Восьмой день - Джон Кейз
Шрифт:
Интервал:
Закладка:
— Уже вечер. Пора есть. — Улыбаясь, она включила свет, показала на поднос рядом с компьютером. — Хорошо. — И, взмахнув рукой, вышла.
На подносе стояли пиала с дымящимся чечевичным супом, тарелка с рисовой долмой, бутылка холодного пива. Все выглядело очень вкусным. Дэнни начал есть, наблюдая по телевизору за ходом футбольного матча. Играли турецкие команды высшей лиги. Хорошая игра. Приятный вечер. Он чувствовал, что выздоравливает.
* * *Реми Барзан приехал на следующий день поздно вечером, и поговорить не удалось. Но Дэнни разбудили в семь утра, пригласили в библиотеку, где его ждал хозяин. Они сделали по глотку кофе, как вдруг раздался глухой стук. Оба вскочили, посмотрели на застекленную стену, выходящую во внутренний дворик. Реми подошел, вгляделся.
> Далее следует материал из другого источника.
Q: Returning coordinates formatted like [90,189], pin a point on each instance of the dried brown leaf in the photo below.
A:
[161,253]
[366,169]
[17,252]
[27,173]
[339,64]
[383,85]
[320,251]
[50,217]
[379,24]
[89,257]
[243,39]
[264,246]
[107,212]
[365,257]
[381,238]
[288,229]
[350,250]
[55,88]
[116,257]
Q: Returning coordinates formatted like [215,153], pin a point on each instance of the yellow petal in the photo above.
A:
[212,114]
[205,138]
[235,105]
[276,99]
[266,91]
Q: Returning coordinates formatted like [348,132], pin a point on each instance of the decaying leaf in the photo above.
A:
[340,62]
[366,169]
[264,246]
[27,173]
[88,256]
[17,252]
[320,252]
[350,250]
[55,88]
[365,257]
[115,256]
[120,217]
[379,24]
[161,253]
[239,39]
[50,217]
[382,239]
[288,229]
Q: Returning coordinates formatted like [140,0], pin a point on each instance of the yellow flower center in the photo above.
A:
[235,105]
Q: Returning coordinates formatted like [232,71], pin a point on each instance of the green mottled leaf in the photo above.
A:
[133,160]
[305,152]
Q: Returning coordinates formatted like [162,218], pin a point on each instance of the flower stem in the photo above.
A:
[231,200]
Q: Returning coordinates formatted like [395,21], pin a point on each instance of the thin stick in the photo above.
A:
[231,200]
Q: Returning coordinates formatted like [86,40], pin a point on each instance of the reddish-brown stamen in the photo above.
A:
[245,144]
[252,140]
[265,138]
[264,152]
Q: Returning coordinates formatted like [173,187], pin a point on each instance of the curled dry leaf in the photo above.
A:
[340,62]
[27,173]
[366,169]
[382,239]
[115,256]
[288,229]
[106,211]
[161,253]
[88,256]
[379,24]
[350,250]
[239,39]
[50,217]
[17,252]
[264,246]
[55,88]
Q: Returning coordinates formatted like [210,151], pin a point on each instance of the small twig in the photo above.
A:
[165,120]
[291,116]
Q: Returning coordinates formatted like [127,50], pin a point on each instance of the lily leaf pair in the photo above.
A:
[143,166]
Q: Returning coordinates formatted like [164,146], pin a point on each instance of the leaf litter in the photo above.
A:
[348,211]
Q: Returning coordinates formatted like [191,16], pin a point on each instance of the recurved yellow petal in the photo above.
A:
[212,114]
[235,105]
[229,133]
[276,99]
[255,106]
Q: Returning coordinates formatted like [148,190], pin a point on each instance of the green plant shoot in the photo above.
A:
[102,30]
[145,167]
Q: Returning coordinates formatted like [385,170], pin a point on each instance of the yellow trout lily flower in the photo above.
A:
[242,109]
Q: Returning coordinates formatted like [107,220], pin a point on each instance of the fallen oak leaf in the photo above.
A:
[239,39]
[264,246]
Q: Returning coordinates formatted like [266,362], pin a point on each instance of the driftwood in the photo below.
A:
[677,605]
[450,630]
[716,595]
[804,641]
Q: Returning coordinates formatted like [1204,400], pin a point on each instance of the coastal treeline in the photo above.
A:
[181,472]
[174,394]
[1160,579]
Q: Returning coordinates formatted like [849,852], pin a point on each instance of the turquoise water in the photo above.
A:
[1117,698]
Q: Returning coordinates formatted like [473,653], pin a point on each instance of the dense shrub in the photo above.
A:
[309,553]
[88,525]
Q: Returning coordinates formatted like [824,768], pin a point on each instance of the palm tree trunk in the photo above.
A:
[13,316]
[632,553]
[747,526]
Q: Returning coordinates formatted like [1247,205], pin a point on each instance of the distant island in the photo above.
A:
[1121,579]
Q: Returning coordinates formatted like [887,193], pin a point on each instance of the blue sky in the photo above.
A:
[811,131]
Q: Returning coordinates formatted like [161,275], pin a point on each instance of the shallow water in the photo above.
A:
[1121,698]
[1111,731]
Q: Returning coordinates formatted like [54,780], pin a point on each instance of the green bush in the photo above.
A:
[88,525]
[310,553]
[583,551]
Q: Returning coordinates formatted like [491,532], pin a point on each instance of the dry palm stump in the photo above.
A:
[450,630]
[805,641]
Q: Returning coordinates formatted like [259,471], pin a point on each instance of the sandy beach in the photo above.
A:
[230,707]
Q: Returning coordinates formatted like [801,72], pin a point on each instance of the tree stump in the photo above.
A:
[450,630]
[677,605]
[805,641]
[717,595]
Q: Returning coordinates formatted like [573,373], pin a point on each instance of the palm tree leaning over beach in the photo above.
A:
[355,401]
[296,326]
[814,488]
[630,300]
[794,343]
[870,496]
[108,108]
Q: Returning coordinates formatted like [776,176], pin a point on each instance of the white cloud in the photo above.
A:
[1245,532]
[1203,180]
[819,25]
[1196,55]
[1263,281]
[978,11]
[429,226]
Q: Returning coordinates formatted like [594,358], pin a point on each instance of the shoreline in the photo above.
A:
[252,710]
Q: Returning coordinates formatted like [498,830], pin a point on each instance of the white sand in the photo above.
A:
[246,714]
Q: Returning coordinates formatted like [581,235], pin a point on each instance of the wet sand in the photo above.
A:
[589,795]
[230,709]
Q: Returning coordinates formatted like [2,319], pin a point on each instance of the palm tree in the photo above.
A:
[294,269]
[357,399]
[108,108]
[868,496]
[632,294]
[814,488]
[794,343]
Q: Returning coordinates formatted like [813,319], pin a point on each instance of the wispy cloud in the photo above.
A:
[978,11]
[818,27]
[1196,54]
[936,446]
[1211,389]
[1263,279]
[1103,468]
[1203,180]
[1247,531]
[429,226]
— Птица. Увидела отражение деревьев в стекле и полетела. — Он грустно улыбнулся. — Садовник говорит, что каждый месяц здесь погибают несколько птиц.
Дэнни увидел птицу на земле, рядом с цветущим кустом.
— Может, она не погибла. — Он тихонько стукнул три раза костяшками пальцев по голове: этому его научила тетя Марта, потому что мертвые птицы — плохая примета.
Барзан помешал кофе.
— Я пытался уговорить Мунира отложить встречу, но он отказался.
— Какую встречу?
— Старейшин. В которой принимает участие и Зебек. Они встречаются через восемь дней в Цюрихе, в отеле «У озера».
— И Зебек тоже там будет? — удивился Дэнни. — Он же маньяк.
Реми задумчиво кивнул.
— Не сумел я отговорить деда не ездить в Цюрих. Дело в том, что каждый год там собираются все улема на шуру. — Он пояснил: — Улема — так на нашем языке называют старейшин рода, а шура — это когда они собираются вместе на совет. Помимо общественных, у деда в Швейцарии есть личные дела.
— Какие?
— Ну… ему там оказывают интимные услуги.
— Проститутки?
— Да.
Дэнни улыбнулся.
— Но ему, наверное, уже перевалило за восемьдесят?
— Деду скоро исполнится семьдесят пять. Шура собирается в Цюрихе каждый год в одно и то же время в одном и том же месте. Но сейчас это будет скорее похоже на заседание совета директоров холдинга «Тавус».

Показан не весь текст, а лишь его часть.